"You must admit that it is strange, Giacinta, that Don Agostino should have been engaged to Bianca's mother—and her name was Bianca also—just as I am engaged to the daughter, and that he should be at Montefiano. It seems like a destiny. As for this Baron d'Antin—"
"I have seen him several times," observed Giacinta. "He always stares very hard. I asked the porter who he was. He is not so very old, Silvio; he looks younger than the princess."

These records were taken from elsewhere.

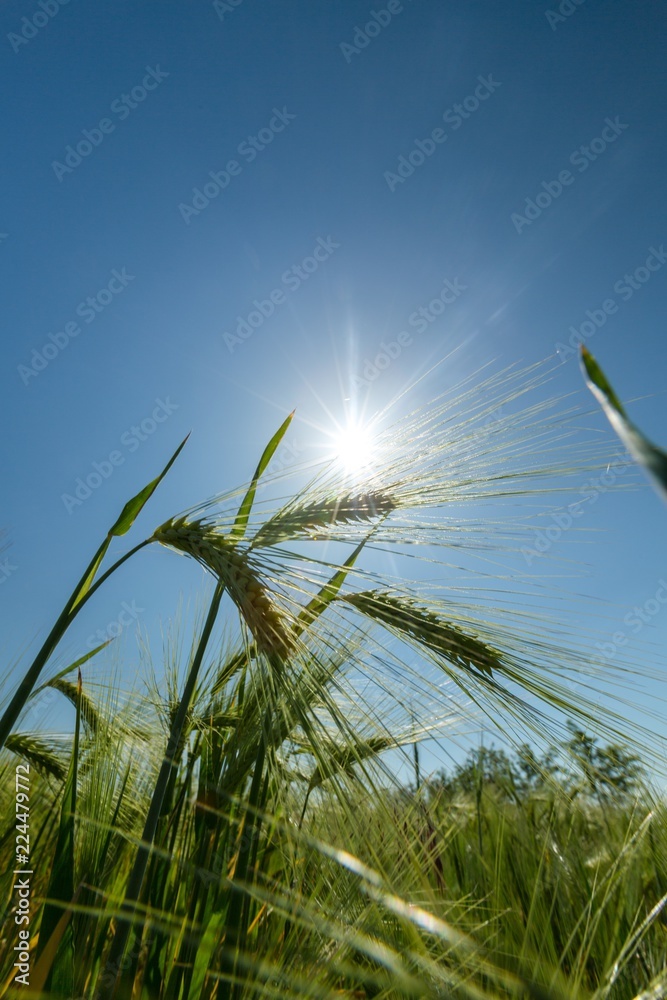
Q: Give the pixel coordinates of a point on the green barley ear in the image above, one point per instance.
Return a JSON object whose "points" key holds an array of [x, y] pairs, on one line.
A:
{"points": [[81, 593], [230, 564], [37, 753], [402, 616], [310, 520]]}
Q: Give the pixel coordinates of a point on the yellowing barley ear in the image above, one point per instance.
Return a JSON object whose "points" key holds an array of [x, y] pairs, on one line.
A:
{"points": [[230, 564]]}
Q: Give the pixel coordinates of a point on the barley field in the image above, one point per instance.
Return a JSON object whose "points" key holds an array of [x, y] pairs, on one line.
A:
{"points": [[260, 823]]}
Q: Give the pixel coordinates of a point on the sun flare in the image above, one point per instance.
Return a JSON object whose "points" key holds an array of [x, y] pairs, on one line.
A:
{"points": [[354, 447]]}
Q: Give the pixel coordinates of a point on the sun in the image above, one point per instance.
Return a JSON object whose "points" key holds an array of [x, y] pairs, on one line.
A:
{"points": [[354, 447]]}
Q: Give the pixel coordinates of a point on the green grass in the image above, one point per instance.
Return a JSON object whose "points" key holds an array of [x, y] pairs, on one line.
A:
{"points": [[236, 831]]}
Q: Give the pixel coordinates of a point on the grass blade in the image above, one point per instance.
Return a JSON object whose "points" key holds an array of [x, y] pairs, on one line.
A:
{"points": [[60, 980], [241, 521], [644, 452]]}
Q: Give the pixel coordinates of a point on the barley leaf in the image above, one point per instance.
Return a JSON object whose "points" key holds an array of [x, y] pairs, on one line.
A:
{"points": [[241, 521], [128, 516], [73, 666], [37, 753], [60, 892], [327, 594], [653, 459], [133, 507]]}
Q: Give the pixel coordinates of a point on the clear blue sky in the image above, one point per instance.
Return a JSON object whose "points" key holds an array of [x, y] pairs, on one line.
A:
{"points": [[506, 160]]}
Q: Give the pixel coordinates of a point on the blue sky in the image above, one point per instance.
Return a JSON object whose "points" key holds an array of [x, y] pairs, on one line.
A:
{"points": [[214, 213]]}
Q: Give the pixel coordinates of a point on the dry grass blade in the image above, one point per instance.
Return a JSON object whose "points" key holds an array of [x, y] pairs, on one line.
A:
{"points": [[404, 616]]}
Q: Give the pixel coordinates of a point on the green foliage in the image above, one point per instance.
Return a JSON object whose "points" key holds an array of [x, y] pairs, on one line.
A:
{"points": [[264, 848]]}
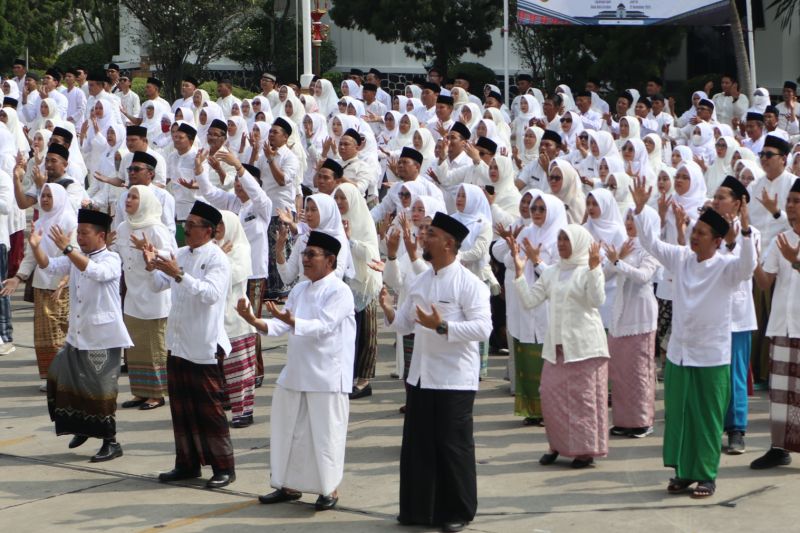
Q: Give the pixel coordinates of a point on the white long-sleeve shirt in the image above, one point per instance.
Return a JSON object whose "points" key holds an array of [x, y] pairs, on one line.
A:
{"points": [[253, 214], [702, 293], [452, 361], [196, 321], [321, 350], [95, 313]]}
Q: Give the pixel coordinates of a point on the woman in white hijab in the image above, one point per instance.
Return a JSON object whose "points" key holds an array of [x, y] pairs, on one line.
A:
{"points": [[721, 168], [365, 284], [351, 88], [629, 128], [604, 222], [567, 98], [574, 385], [240, 364], [529, 151], [571, 127], [11, 121], [321, 214], [528, 326], [473, 210], [702, 145], [50, 300], [103, 195], [326, 97], [145, 311], [566, 186]]}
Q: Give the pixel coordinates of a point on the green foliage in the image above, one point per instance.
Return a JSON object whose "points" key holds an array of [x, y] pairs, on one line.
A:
{"points": [[90, 55], [38, 25], [182, 30], [437, 31], [137, 86], [477, 74], [267, 43], [620, 57]]}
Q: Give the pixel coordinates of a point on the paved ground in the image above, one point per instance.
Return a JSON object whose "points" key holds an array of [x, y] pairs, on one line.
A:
{"points": [[46, 487]]}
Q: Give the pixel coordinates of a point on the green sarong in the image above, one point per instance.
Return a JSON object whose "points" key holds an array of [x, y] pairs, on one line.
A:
{"points": [[528, 364], [695, 402]]}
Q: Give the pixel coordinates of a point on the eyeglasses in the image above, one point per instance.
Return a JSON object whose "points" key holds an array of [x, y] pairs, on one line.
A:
{"points": [[311, 254]]}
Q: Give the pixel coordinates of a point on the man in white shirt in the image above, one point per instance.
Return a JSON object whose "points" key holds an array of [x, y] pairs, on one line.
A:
{"points": [[129, 100], [310, 404], [279, 167], [697, 374], [447, 309], [754, 128], [730, 104], [20, 70], [591, 119], [199, 278], [788, 108], [141, 169], [189, 85], [374, 76], [82, 381], [782, 268], [226, 98], [254, 208], [441, 123], [76, 100]]}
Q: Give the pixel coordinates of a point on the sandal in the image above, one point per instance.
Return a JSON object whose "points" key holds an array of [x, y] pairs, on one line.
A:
{"points": [[678, 486], [704, 489]]}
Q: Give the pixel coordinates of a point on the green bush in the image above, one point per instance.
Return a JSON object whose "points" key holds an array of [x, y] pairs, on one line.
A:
{"points": [[477, 74], [90, 55], [137, 86]]}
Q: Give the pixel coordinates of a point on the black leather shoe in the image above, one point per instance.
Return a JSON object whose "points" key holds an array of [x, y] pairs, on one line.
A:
{"points": [[326, 503], [774, 457], [177, 474], [109, 450], [280, 495], [362, 392], [77, 440], [218, 481], [548, 458]]}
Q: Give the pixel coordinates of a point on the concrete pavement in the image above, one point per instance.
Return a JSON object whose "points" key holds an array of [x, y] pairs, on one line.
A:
{"points": [[46, 487]]}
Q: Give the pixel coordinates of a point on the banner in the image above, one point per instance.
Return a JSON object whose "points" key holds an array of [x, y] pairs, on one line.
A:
{"points": [[624, 12]]}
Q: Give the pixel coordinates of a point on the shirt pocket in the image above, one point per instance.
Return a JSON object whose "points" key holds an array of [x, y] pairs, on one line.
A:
{"points": [[102, 318]]}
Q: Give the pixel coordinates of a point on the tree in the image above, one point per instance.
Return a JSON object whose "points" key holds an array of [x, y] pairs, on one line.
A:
{"points": [[266, 43], [622, 57], [38, 25], [181, 32], [437, 31]]}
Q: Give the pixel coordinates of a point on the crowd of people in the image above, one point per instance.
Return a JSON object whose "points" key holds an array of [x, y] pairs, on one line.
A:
{"points": [[601, 248]]}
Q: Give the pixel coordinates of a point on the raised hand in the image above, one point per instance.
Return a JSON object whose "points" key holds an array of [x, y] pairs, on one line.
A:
{"points": [[640, 192], [594, 255]]}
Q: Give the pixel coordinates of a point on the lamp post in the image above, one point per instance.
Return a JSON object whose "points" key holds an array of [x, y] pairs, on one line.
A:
{"points": [[319, 32]]}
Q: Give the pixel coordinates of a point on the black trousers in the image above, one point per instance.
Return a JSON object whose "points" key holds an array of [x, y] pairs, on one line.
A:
{"points": [[438, 482]]}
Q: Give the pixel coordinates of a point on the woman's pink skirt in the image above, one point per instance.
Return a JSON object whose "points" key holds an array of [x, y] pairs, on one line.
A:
{"points": [[632, 371], [575, 406]]}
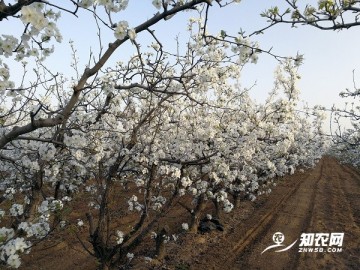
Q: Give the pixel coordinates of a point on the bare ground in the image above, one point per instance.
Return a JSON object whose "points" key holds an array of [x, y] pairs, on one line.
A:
{"points": [[325, 199]]}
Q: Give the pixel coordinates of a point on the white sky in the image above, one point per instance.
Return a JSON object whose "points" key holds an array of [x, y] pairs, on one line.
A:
{"points": [[330, 57]]}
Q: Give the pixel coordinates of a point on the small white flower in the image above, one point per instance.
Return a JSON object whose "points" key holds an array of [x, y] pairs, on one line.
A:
{"points": [[121, 30], [132, 34]]}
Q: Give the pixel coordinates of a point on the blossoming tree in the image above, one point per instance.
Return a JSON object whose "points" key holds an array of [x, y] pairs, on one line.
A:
{"points": [[145, 133]]}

"You had better marry him," returned Silvio; "then you will become my step-aunt by marriage as well as being my sister."
Giacinta laughed. "Don't talk nonsense," she said; "but tell me what you and Monsignor Lelli propose to do. I never expected that you would confide your love affairs to a priest. First of all a French governess, and now a monsignore. You are certainly an original person, Silvio."
"Ah, but Don Agostino is not like most priests—"
"Because he has been in love himself?" interrupted Giacinta, laughing.
"Oh, not at all! There would be nothing unusual in that," answered Silvio, dryly. "Priests are no different from other people, I suppose, although they may profess to be so. No; Don Agostino is not like the majority of his brethren, because he has the honesty to be a man first and a priest afterwards. He does not forget the priest, but one hears and feels the man all the time he is talking to one.
"As to what I am going to do, Giacinta," Silvio continued, tranquilly, "I am going to marry Bianca Acorari, as I have told you before—"
"Very often," added Giacinta.
"But how I am going to do it, is certainly not quite clear at present. I would have waited, and so would she; but how can we wait now that they are trying to force her to marry this old baron in order to prevent her from marrying me?"